Targeting superoxide dismutase to renal proximal tubule cells attenuates vancomycin-induced nephrotoxicity in rats

Abstract

Vancomycin hydrochloride (VCM), a glycopeptide antibiotic, has a broad spectrum against methicillin-resistant Staphylococcus aureus (MRSA). As it is known to induce renal dysfunction, the dose and the duration of its administration are limited. Moreover, the mechanism of VCM-induced renal dysfunction remains to be unclear. To evaluate the involvement of free radical on VCM-induced renal dysfunction, we carried out analysis with a hexamethylenediamine-conjugated superoxide dismutase (AH-SOD) which rapidly accumulates in renal proximal tubule cells and inhibits oxidative injury of the kidney. Male Wistar rats (weighing 200-210 g) were intraperitonealy administered with 200 mg/kg of VCM twice a day for 7 days. AH-SOD 5 mg/kg/day was subcutaneously injected 5 min before every VCM injection. VCM induced renal injury dose-dependently. Biochemical analyses revealed that plasma levels of blood urea nitrogen and creatinine significantly increased in the VCM-treated group by an AH-SOD-inhibitable mechanism.
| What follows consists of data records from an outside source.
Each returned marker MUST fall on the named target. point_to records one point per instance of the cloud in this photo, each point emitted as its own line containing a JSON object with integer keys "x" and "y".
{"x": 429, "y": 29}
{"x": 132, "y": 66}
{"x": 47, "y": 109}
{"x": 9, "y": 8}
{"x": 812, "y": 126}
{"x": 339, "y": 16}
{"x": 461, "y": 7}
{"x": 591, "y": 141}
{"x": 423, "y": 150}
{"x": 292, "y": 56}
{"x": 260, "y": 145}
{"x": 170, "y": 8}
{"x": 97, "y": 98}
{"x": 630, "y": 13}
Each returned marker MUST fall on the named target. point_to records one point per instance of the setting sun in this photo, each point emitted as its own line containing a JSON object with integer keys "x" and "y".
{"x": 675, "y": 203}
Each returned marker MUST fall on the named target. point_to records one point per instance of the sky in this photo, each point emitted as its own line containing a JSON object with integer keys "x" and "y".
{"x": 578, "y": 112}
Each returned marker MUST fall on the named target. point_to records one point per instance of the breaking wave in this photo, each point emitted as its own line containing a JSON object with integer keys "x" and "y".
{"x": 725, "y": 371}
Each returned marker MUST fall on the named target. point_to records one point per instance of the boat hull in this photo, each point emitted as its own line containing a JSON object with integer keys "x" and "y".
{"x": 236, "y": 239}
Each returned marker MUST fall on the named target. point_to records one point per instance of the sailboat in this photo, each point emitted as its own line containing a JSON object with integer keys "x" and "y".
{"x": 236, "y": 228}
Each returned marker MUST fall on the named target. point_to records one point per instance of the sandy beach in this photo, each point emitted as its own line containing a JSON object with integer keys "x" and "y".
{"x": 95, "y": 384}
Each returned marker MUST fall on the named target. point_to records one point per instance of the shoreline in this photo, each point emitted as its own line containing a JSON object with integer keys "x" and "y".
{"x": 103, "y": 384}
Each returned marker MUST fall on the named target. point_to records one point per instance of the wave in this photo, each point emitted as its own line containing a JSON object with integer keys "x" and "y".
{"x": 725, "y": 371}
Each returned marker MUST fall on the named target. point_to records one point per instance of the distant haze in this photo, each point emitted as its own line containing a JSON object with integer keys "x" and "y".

VCM simultaneously elicited an increase of 8-OHdG levels and chemiluminescence intensity of free radical generation in the kidney. Histological examination revealed that VCM also elicited a marked destruction of glomeruli and necrosis of proximal tubules. AH-SOD inhibited these phenomena in the kidney. These results suggested that oxidative stress might underlie the pathogenesis of VCM-induced nephrotoxicity and targeting SOD and/or related antioxidants to renal proximal tubules might permit the administration of higher doses of VCM sufficient for eradication of MRSA without causing renal injury.